可就在这时周贵身边的几个人靠前一步拔刀。
“这位是我故友,他不会带我走,我同他有些话说,你们可否先退下。”周贵说道。那几人听罢收起武器往后退一步,周贵上前拉住钱振斌,“振斌我们借一步说话。”
待走到驿站凉亭外,钱振斌终于忍不住说话,“周贵你不告而别到底有何用意?我这次便是来接你回去,多说无益跟我走就是了,”
“振斌,我何时成了你想带就能带走的物件了?”周贵瑞目端着钱振斌,“眼下燕赵频受秦的攻势,你倒是有闲情逸致来这里寻我?”
“那你又不是要往秦国?赵太子东叮嘱我务必带你回去,你若是动了什么心思以为自己能了了这事那还是赶紧打消这念头别浪费了性命还疼了我的心;若不是,那投靠鄙秦我更是要把你带回去。”
你会心痛?我又何尝不是舍不得?周贵明知自己去意已决,可真的面对钱振斌,他还是打了几分退缩的念头……但即便是没有丝毫可能也依旧要去,“矫情的话从你口中说出来倒真是稀罕,可惜我既不打算与你回去,更没想死在秦国。”
“我在这里遇到你便是要带你回去,老天都给我这机会我岂能放跑了你?”钱振斌死抓住周贵不放,他知道如果让他离开,那这一去便定是人天相隔。
“振斌你可是从没想过是我特意在这里等你?”周贵的双眼闪烁着明亮,“我料定你闻言我不见踪影固然会追查,秦使者来得及本来也不想和你说但又怕你胡闹,故料定你会通过上党直直切入咸阳。
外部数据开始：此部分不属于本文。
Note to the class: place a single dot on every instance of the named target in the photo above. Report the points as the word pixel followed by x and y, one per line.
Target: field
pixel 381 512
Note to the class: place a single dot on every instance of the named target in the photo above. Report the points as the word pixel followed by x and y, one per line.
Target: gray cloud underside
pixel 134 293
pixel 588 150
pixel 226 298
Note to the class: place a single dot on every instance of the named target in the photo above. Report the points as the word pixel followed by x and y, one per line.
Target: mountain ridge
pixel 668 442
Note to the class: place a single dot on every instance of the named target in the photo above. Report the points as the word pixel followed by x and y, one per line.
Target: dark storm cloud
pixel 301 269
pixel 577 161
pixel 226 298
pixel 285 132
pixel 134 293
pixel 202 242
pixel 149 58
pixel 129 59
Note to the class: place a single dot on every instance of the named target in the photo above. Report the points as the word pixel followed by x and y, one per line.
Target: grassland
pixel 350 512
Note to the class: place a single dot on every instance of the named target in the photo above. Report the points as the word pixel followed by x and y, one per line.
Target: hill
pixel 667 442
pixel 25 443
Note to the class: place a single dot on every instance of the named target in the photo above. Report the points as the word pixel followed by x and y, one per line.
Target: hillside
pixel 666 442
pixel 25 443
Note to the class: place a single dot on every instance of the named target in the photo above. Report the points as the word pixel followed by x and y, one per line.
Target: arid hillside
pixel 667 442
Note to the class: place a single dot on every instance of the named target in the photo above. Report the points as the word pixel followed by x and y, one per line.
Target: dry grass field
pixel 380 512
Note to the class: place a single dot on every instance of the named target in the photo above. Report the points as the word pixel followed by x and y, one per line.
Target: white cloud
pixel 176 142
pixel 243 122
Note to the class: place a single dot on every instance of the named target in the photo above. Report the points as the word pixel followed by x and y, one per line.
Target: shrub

”
“既然是秦国人逼你,那现在跟我回去!我那一路精兵足以应付那群使者!”
周贵摇头笑起来,“我既然等你,他们既然肯让我等你,那定是知道我逃不出的,我周某人虽然不过一介手无缚鸡的教书先生,不过道义仁义还晓得,这既是天命周某遵从便是,不敢连累钱将军。”
“什么钱将军,我只是——”钱振斌的话被全数吞没。
风吹过树叶发出唦唦的响,阳光穿透茂密的叶在两人身上留下斑驳。
周贵的唇从钱将军耳边慢慢离开,“振斌你自当保重,若他日能再见诺言必会兑现。”
钱振斌眼角发热,手终于放开周贵的胳膊,“这是何苦……既然如此那我们……”放弃一切从此不问世事,这话却终究也没说出口。国将不国又哪来不问世事……
周贵从腰际拿出一枚小小的荷包,“这东西我绣的辛苦可也毕竟不是女子,但对你这粗人也用得了,收收你那些琐碎的银子,免得未到发俸禄再找我借钱可是暂时一段时间没那么容易了。”